Was Marx wrong? This is the question posed by Brexit.
I'm prompted to ask by this from the government's advice to business on what to do about a no-deal Brexit:
UK companies and limited liability partnerships that have their central administration or principal place of business in an EU member state may wish to consider whether they need to restructure to satisfy the requirements for incorporation in that EU member state.
Faisal Islam says this is the "first time in history a UK Govt [has] effectively suggested shifting HQs out of UK." We've gone from Johnson's "fuck business" to "fuck off business". Brexit threatens even worse than prolonged slower growth than we'd otherwise have.
This challenges Marx. He thought "the executive of the modern state is but a committee for managing the common affairs of the whole bourgeoisie."
Now, there's tons of evidence for this far beyond the state's role in protecting property: state education prepares workers for capitalist drudgery; the welfare state helps to stabilize demand whilst incentivizing people to enter the labour market; and under Thatcher and Blair, a big part of economic policy was aimed at attracting businesses and maintaining confidence.
But no more. Brexit is antagonistic to the interests of capitalists. How, then, can we maintain Marx's view that the state is a means of promoting the interests of capital?
One possibility is that the interests of capital do not consist merely in high and rising profits. They also require that capitalism be seen as sufficiently legitimate that it can persist without grievous unrest. Because egregious exploitation and inequality would undermine its legitimacy there is therefore a role for the state to impose some progressive taxation or labour regulation. Sometimes, capitalists must be saved from themselves; it is their collective interest that matters, not that of individual spivs.
I'm not sure, though, that this is relevant to Brexit. Granted, backtracking from Brexit might undermine the legitimacy of the state in the eyes of some. But it wouldn't delegitimate capitalism. And whilst it might provoke civil unrest, this probably wouldn't be so great as to cost capitalism more than would a hard Brexit.

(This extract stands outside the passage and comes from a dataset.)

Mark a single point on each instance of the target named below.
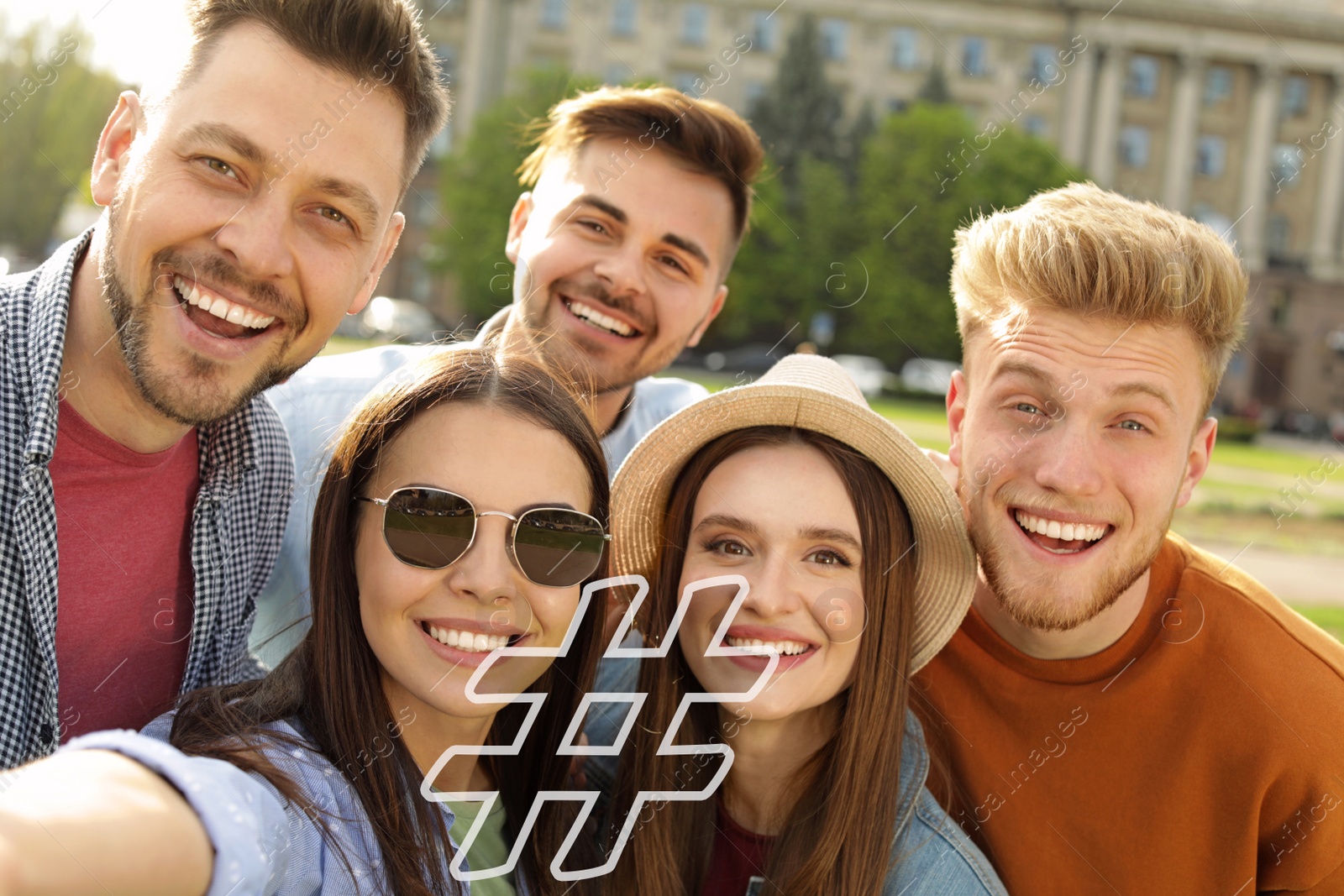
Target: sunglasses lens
(428, 528)
(558, 548)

This leaves us another possibility, described by Ralph Miliband - that the state has relative autonomy. To borrow a neat analogy (pdf) from another discipline, think of the relationship between capital and the state as being like that between a woman and her dog on an extendable lead. In the short-term, the dog can run a long way from his mistress and do all sort of damn fool things. But ultimately, it usually* gets dragged back into line. Chile in the early 70s, France in the early 80s and perhaps the Tsipras government in Greece more recently are examples of this.

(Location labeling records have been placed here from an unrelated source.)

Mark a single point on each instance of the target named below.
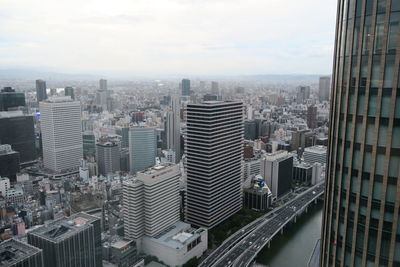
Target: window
(377, 194)
(391, 193)
(389, 71)
(367, 35)
(372, 102)
(380, 164)
(394, 165)
(395, 139)
(393, 32)
(379, 33)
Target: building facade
(9, 162)
(324, 88)
(41, 93)
(9, 99)
(142, 148)
(186, 87)
(61, 133)
(361, 223)
(277, 171)
(174, 128)
(151, 201)
(214, 152)
(17, 253)
(18, 131)
(70, 241)
(108, 157)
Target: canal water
(295, 246)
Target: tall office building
(324, 88)
(17, 130)
(108, 157)
(61, 133)
(151, 201)
(303, 93)
(9, 99)
(17, 253)
(277, 171)
(214, 88)
(361, 222)
(174, 128)
(142, 148)
(214, 151)
(312, 112)
(70, 241)
(69, 91)
(9, 162)
(186, 87)
(41, 93)
(89, 144)
(103, 85)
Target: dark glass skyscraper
(18, 131)
(186, 87)
(41, 93)
(361, 224)
(9, 99)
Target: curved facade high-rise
(361, 224)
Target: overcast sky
(146, 37)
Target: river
(295, 246)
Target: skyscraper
(41, 93)
(9, 99)
(151, 201)
(324, 88)
(108, 157)
(361, 223)
(103, 84)
(70, 241)
(61, 133)
(142, 147)
(89, 144)
(303, 93)
(9, 162)
(277, 171)
(214, 150)
(174, 128)
(18, 253)
(69, 91)
(312, 117)
(17, 130)
(186, 87)
(214, 88)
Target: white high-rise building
(277, 171)
(61, 133)
(315, 154)
(151, 201)
(142, 147)
(4, 186)
(214, 153)
(103, 84)
(174, 128)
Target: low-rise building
(177, 244)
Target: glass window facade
(361, 218)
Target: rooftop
(316, 149)
(65, 227)
(177, 236)
(13, 251)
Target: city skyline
(169, 37)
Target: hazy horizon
(150, 38)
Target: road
(242, 247)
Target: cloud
(170, 37)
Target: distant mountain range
(32, 74)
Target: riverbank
(295, 246)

Brexit could fit this pattern in one of two ways. One way would be for us to end up with a "Brexit in name only" - if economic chaos, or just warnings thereof, cause a backtracking from a hard Brexit. Whether this happens via a general election or "people's vote" is not important in this context.
But there's another way. With even a smooth Brexit likely to depress longer-term growth, it'll be more imperative than ever for governments to attract capital and maintain confidence**. In this way, capital's hold over the state will strengthen; if Brexiters weren't so stupid, I'd suspect this was their motive.

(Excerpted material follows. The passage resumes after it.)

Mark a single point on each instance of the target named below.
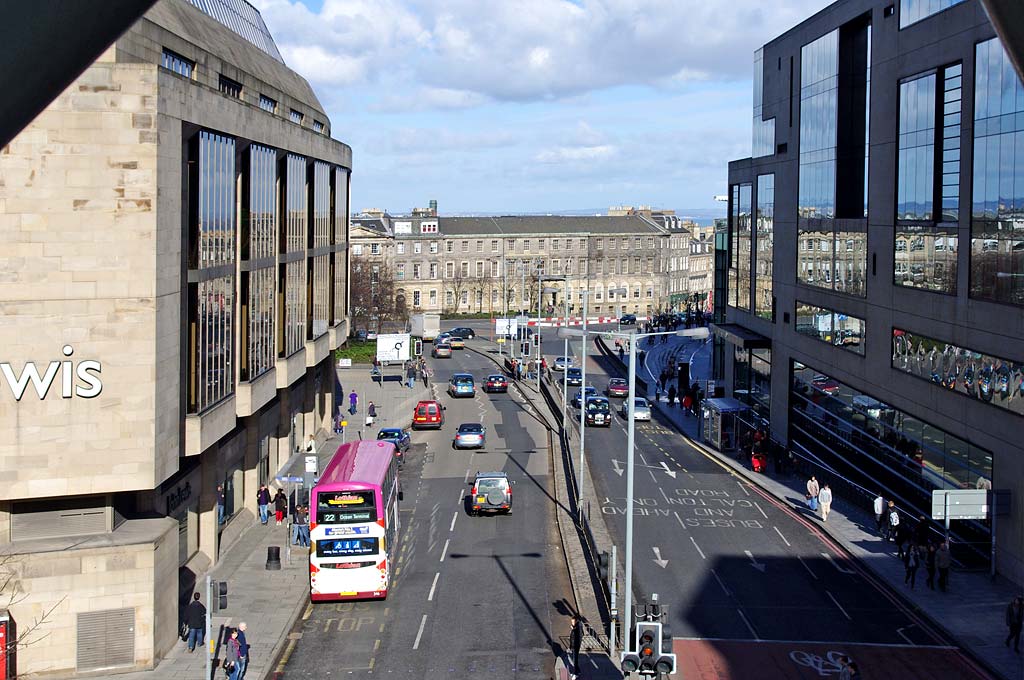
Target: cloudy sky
(534, 105)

All this, however, leaves Marxists with a problem. If any policy whatsoever could be seen as examples of promoting accumulation, sustaining legitimacy or of relative autonomy, what might represent refutation of our theory of the state? Does this just become an unfalsifiable theory?
I don't think so. The theory predicts that where there is a choice between promoting human flourishing and the interests of capital, the state will eventually opt for the latter. This prediction can be refuted by events, though it rarely is - but this is another story.
* In my picture, the dog runs to its death. Some of you might think this undermines my metaphor, others that it strengthens it.
** Fiscal policy is not the issue here. MMTers are right to say the state can borrow as much as it wants, subject only to an inflation constraint. But this doesn't alter the fact that tax and industrial policy must sustain profits.